A small town in Colorado is cordoned off by the inept military as a flulike bug runs through the population – after a few hours of nose-bleeds and coughing, infectees die and come back as very fast zombies with Resident Evil-style crawl-on-the-ceiling powers and a enough smarts to make things inconvenient in action scenes. Sarah (Mena Suvari), a soldier girl returning to her home town, commands a small group of survivors: her tagalong brother Trevor (Michael Welch), his hot girlfriend Nina (AnnaLynne McCord), ‘vegetarian zombie’ Bud (Stark Sands), who has a crush on the corporal, and Salazar (Nick Cannon), an obnoxious asshole (the fast-talking African-American with attitude is the contemporary stereotype equivalent of Stepin Fetchit). Rhodes (Ving Rhames, held over from the Dawn remake) is still a military maniac, but gets zombified a reel or two in; Dr Logan (male model-looking Matt Rippy) is only here to be unhelpful until a video explanation of how the plague got started (a mutating bioweapon) needs footnoting; and a local DJ (Ian MacNeice) does eccentric comedy before getting a chisel to his head.

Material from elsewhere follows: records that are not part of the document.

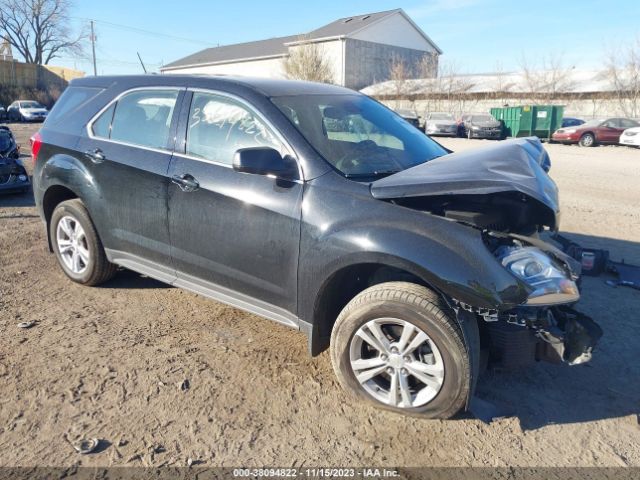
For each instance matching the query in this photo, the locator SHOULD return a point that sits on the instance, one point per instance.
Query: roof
(348, 25)
(278, 46)
(269, 87)
(271, 47)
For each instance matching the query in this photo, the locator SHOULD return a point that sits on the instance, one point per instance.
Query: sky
(476, 36)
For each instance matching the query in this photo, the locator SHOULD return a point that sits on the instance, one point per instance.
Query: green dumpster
(530, 120)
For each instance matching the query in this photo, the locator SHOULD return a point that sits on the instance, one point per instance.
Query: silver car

Most of the film involves running around town during the outbreak, like a cheaper AVP: Requiem, though the hospital scenes are also reminiscent of Planet Terror. The climax takes place in an underground scientific base attached to a missile silo – which is similar to the setting of Romero’s film. As with Contagium, the major problem is hubris: under another title and as a stand-alone, derivative zombie picture, it’d be midlist but just about passable (especially compared with the likes of Raiders of the Dead or Rise of the Undead); by selecting this title, the production stands as an insult to the the founder of the sub-genre (who must be cursing that rights quirk) and a self-defeating exercise in what-the-fuckery. The only reason this movie exists is that the title was available for further exploitation; frankly, that’s not good enough.